Rules persisted via netfilter-persistent save (titan) and iptables-save (io).

Resources Deep Expansion (2.5 hours)

Same session, different agents. Two rounds of 8 parallel agents expanding all 8 resource pages from thin placeholders to 9,084 lines of production content.

Round 1 (Commit 6f67d28): Breadth pass. Eight agents created 2 new pages and expanded 6 existing ones. ~5x content baseline.

Round 2 (Commit 3425fca): Depth pass. Eight agents deeply rewrote every entry with production-quality configurations, working code, inline comments.

The 8 pages:

  1. Cheatsheets: 12 deep sheets, 18-27 commands each
  2. Kubernetes: 21 manifests (Deployments, Services, Ingress, PVCs, ConfigMaps, operators, best practices)
  3. Docker Compose: 23 full stack definitions (monitoring, media, databases, reverse proxies, dev tools)
  4. Comparisons: 10 comparison tables (container runtimes, init systems, filesystems, proxies, CI/CD, monitoring, DNS)
  5. Tutorials: 8 playbooks (SSH hardening, Tailscale mesh, Docker, ZFS, Prometheus, backups)
  6. Config Files: 21 production configs (Fail2ban, Prometheus, SSH, Unbound, Caddy, sysctl, Alertmanager, Grafana, Loki+Promtail)
  7. Stack: 36 services across 10 categories (networking, monitoring, storage, media, dev, security, databases, CI/CD, communication, utilities)
  8. IaC: 17 infrastructure templates (Docker cleanup, Restic backup, Ansible roles/inventory/vault, Terraform, Packer, OpenRC)
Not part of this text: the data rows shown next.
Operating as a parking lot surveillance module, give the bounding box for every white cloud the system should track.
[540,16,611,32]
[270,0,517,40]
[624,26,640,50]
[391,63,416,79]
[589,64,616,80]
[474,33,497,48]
All IPs use sanitized 10.42.0.x format per the Galactic Identity system. Dates show February 2026. Each config is tested and working.

Build verification: All 8 agents independently ran npm run build—all passed, no errors.

Commits:

  • 6f67d28: feat(resources): massive expansion — 2 new pages, 6 expanded, ~5x content
  • 3425fca: feat(resources): deepen all 8 playground pages with production-quality content
  • Stats: 8 files changed, +9,084 insertions, -398 deletions

Decisions: Two rounds (breadth then depth) rather than one massive pass. 8 parallel agents per round maximized throughput. Committed only the 8 resource pages, left 30+ unrelated modified files unstaged.

The Day in Numbers

  • Crashed at 97.6% completion
  • Recovered and finished RAG embedding (100%)
  • 1 init script created (Ollama persistence)
  • 3 files modified for workflow + homelab
  • 1 Python API built (rt-controller)
  • 1 Docker container built and deployed (dev-workspace)
  • 2 Proxmox nodes hardened (firewall)
  • 9,084 lines of content written (resources)
  • 16 commits total

Didn't sleep. Didn't plan to work past 9 AM. One crash and one voice that said "I want these to be actual containers" led to a 15-hour day that shipped dev workspace infrastructure, network security, and a resource library.

This is the kind of day where the system takes a hit and comes back better.

Built 02:00 crash → 22:00 finish. Committed throughout.